Bu cemiyetin yayın organları Mizan ve Meşveret gazetesiydi.1907 yılında İttihat ve Terakki ismini alan cemiyet orduda büyük taraftar kitlesine sahip olmuştur. Hürriyet taburları kurarak padişaha baskı yapmış 23 Temmuz 1908’de II. Meşrutiyeti ilan ettirmişlerdir. İttihat ve Terakkiye karşı zamanla Ahrar Partisi denen bir muhalefet partisi kurulmuştur. İttihat ve Terakkinin ordu içindeki etkinliği ordunun siyasete bulaşmasına neden olmuştur.
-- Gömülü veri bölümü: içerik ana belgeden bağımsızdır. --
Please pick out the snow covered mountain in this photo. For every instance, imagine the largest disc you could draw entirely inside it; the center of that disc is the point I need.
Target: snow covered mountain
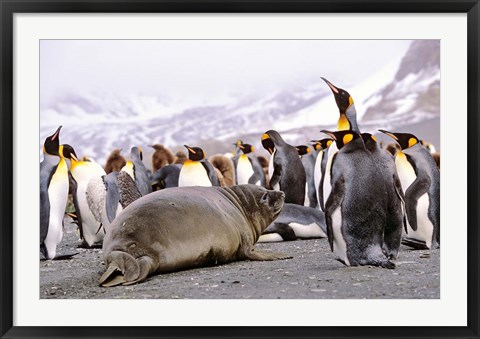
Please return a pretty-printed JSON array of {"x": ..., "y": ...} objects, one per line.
[{"x": 405, "y": 92}]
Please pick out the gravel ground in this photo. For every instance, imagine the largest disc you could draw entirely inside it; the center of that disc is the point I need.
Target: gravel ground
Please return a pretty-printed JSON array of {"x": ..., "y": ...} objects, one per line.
[{"x": 313, "y": 273}]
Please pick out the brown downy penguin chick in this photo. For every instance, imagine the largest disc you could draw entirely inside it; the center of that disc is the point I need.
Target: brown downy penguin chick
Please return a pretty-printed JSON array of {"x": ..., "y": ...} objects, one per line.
[
  {"x": 180, "y": 158},
  {"x": 115, "y": 161},
  {"x": 161, "y": 157},
  {"x": 225, "y": 166}
]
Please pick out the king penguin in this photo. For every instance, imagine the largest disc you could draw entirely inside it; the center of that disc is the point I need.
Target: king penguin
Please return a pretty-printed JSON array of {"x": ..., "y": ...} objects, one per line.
[
  {"x": 197, "y": 171},
  {"x": 396, "y": 199},
  {"x": 420, "y": 178},
  {"x": 308, "y": 161},
  {"x": 248, "y": 168},
  {"x": 321, "y": 147},
  {"x": 356, "y": 209},
  {"x": 138, "y": 171},
  {"x": 82, "y": 172},
  {"x": 53, "y": 195},
  {"x": 285, "y": 168},
  {"x": 346, "y": 121}
]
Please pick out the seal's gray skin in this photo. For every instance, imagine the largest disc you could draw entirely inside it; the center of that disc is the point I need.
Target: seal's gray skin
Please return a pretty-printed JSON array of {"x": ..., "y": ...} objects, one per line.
[
  {"x": 296, "y": 221},
  {"x": 396, "y": 199},
  {"x": 186, "y": 227}
]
Bu durumun birçok olumsuz sonuçları olmuştur. Bu durum özellikle Balkan Savaşlarında iyice su yüzüne çıkmıştır. Farklı partilere mensup subaylar savaş sırasında bir birlerinin emirlerini dinlememişlerdir. Mustafa Kemal’de ordunun siyasete karışmasını doğru bulmamış ve bir süre sonra İttihat Terakki Cemiyetinden ayrılmıştır. Bu dönemde ordu içerisinde yaşanan diğer bir sorunda mektepli ve alaylı subaylar arasındaki rekabettir. Zamanla yönetimi ele geçirip baskıcı bir niteliğe bürüne ittihatçıların düzenledikleri suikastlara karşılık vermek için alaylı subaylar Halaskar-ı Zabıtan grubunu kurmuşlardır. I.Dünya savaşından sonra partiye ve ittihatçılara yönelik suçlamalar ve kovuşturmalar üzerine kendisini fesheden partinin yerine Teceddüt Fırkası kurulmuştur. İttihatçı liderlerden Enver paşa I.Dünya Savaşından sonra orta Asya’ya gitmiş orada Rus egemenliğine karşı bir mücadele başlatmıştır; fakat başarılı olamamıştır. Bir ara Anadolu’ya geçmeyi düşünmüş fakat Mustafa Kemal önderliğinde sürdürülen kurtuluş savaşının başarılı olması vaz geçmesinde eltili olmuştur. İttihatçılık Atatürk’e düzenlenmesi planlanan İzmir suikastından sonra tamamen tasfiye edilmiştir.